正月の実家の匂い

正月3日、母ひとりが住む実家に一歩足を踏み入れた時、そこではじめて嗅ぐやるせない匂いに足が一瞬、止まった。
ツーンとした匂い。おばあちゃんの匂い。老いの匂い。
いつまでも若く、チャカチャカしてると思っていたが、母ももう70代に手が届くような年齢だったのだ。お節に入れる酢の物が香ってるのかもしれないし、洗剤ですみずみまで掃除したからかもしれない。だが、今まで実家に、この匂いはなかった。

風通しのよい団地の3階。寒いのへっちゃらな母はそこを気に入っている。しかし、今年はやけにひえびえと人っけのない空気が部屋を満たしていて切なかった。

それを昨夜、風呂でぼうっとしている時にいきなり思い出したのだ。
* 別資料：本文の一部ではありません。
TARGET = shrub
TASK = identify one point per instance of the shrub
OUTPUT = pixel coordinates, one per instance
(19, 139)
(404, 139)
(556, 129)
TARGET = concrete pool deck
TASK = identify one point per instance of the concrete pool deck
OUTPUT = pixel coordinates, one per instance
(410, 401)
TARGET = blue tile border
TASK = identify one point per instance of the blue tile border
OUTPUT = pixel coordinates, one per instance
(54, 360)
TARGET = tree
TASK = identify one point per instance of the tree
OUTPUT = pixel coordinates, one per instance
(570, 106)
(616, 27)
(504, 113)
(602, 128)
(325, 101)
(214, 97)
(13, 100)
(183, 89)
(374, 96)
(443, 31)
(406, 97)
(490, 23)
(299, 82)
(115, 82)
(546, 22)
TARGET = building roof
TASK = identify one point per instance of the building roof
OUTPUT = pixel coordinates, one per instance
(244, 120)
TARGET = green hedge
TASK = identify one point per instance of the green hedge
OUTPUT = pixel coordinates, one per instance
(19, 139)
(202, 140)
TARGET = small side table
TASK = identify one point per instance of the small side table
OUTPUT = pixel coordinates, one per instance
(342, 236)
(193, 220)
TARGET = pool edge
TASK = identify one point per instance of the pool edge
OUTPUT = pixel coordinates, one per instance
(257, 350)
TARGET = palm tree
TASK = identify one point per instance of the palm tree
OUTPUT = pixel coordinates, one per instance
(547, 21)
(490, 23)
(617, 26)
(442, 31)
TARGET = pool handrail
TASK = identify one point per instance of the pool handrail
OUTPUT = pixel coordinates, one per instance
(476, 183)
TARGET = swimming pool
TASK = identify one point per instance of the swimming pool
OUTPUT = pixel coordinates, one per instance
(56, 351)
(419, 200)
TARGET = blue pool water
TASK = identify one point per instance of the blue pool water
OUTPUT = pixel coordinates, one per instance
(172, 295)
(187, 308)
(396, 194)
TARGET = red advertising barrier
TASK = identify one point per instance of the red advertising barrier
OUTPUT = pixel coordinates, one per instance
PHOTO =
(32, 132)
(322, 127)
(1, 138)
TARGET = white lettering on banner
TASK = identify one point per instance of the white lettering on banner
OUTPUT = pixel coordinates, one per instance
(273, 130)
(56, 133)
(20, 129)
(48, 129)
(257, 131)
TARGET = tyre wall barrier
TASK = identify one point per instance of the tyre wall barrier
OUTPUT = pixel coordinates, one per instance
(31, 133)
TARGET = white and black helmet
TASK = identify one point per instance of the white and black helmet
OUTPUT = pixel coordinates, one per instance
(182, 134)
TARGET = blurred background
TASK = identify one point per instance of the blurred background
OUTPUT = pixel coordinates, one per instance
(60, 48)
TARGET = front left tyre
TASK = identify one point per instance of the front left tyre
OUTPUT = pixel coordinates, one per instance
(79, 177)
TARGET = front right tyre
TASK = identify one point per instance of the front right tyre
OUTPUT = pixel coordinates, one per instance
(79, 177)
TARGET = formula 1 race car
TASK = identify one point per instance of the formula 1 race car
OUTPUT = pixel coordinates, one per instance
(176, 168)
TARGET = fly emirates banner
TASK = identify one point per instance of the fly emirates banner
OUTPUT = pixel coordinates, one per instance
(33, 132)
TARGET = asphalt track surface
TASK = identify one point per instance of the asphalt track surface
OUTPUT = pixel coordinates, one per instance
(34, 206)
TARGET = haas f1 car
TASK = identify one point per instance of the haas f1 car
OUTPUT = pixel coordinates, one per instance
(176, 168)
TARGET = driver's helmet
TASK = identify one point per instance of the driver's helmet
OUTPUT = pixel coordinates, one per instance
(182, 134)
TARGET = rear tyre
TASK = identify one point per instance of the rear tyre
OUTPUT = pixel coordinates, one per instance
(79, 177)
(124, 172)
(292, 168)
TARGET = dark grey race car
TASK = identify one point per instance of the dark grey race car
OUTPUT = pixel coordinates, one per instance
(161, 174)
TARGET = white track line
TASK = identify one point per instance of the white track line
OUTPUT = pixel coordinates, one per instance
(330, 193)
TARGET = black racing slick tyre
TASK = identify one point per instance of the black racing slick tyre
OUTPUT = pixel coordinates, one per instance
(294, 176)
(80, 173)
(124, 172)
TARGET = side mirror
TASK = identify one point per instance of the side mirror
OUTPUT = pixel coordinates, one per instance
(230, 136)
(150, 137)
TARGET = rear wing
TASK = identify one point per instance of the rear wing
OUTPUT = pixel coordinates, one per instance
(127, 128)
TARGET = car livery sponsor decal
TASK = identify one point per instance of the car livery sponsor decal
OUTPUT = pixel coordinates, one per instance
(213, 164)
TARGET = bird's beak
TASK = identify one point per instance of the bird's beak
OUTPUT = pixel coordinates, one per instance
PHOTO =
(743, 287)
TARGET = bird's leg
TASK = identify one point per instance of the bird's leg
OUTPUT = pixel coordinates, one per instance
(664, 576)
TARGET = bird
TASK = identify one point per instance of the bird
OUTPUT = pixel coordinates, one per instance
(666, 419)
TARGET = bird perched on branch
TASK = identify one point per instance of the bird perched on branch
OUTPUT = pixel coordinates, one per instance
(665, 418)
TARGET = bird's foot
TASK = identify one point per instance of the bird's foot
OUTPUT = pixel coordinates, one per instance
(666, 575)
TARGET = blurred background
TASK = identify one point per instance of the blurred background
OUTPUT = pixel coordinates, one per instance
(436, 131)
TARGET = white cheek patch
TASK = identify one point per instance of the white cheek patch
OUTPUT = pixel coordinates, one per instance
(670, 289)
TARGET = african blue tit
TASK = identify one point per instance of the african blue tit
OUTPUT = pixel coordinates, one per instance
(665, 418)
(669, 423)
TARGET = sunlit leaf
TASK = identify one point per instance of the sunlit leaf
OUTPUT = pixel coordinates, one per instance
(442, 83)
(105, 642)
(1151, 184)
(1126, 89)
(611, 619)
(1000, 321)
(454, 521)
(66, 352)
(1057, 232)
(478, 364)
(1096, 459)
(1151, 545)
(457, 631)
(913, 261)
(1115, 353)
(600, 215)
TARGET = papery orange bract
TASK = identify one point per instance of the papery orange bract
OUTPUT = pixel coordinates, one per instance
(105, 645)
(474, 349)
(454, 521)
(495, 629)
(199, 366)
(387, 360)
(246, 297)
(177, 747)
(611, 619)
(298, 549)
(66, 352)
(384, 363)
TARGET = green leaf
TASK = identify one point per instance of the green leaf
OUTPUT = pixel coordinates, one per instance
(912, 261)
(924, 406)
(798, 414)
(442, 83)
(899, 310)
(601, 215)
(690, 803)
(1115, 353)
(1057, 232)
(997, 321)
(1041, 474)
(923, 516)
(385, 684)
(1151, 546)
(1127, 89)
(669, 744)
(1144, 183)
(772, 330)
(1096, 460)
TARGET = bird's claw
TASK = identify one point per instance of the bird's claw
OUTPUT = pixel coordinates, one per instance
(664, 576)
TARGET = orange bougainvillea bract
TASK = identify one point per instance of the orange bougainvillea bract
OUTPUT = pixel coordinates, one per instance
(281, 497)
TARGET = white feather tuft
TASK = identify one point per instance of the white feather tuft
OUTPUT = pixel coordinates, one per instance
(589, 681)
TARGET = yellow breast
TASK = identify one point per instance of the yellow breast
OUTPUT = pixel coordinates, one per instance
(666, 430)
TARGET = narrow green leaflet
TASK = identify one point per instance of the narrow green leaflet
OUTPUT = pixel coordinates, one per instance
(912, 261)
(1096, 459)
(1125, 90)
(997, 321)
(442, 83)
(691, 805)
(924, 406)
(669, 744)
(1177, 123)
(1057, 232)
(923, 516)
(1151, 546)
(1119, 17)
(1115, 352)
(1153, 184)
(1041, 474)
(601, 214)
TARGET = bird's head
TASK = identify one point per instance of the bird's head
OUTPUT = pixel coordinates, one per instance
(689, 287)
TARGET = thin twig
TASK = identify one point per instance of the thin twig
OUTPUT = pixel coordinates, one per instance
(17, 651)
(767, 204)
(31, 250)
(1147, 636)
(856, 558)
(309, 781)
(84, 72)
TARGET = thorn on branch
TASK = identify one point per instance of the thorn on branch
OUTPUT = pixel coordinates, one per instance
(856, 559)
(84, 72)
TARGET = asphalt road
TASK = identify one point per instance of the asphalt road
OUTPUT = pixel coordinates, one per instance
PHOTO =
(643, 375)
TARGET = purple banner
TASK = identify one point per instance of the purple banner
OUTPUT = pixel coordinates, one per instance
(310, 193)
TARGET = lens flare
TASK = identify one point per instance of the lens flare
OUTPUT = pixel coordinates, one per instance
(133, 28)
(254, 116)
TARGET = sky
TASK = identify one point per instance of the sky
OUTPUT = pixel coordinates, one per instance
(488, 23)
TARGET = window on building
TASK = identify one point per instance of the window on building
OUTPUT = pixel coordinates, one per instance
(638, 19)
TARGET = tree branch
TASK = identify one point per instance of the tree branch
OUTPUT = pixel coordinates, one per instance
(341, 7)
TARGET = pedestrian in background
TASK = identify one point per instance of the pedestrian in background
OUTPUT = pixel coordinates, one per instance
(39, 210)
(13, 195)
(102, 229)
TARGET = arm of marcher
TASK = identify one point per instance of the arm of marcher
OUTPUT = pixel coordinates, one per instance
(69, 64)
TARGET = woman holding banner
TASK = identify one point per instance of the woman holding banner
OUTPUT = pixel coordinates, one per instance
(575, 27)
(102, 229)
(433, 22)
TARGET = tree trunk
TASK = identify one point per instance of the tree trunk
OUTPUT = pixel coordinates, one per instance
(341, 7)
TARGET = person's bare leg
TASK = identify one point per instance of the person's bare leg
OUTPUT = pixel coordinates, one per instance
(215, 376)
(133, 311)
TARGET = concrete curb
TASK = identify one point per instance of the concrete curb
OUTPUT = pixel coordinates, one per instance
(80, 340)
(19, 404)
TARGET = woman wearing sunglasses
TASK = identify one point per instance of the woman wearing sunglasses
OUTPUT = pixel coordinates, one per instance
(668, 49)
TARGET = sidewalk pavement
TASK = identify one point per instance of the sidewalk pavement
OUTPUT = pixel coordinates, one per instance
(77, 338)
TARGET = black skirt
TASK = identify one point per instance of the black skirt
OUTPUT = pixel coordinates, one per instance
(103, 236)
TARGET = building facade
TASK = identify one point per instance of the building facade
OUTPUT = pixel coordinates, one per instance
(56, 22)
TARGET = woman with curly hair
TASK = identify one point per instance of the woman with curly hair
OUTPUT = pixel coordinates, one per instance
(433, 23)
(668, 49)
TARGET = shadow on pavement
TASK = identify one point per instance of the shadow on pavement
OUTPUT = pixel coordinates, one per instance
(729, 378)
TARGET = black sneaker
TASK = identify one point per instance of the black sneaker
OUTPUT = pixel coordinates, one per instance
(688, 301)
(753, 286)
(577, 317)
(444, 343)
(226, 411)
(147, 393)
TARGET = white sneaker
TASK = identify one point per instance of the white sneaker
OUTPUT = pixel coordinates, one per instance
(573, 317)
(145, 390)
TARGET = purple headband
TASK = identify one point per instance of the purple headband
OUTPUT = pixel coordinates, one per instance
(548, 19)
ついでにどんどんエスカレートし、母をおくる最期の朝のことまで想像してしまう。

「本日は、母のために足を運んでいただきまして、誠に・・・」

うっ、と声が出て我にかえる。いけない、こんな縁起でもない事考えたら、またおかあさんに怒られる。「人ぎぎ悪いわね、まだ人生楽しみたいのヨ!」とか。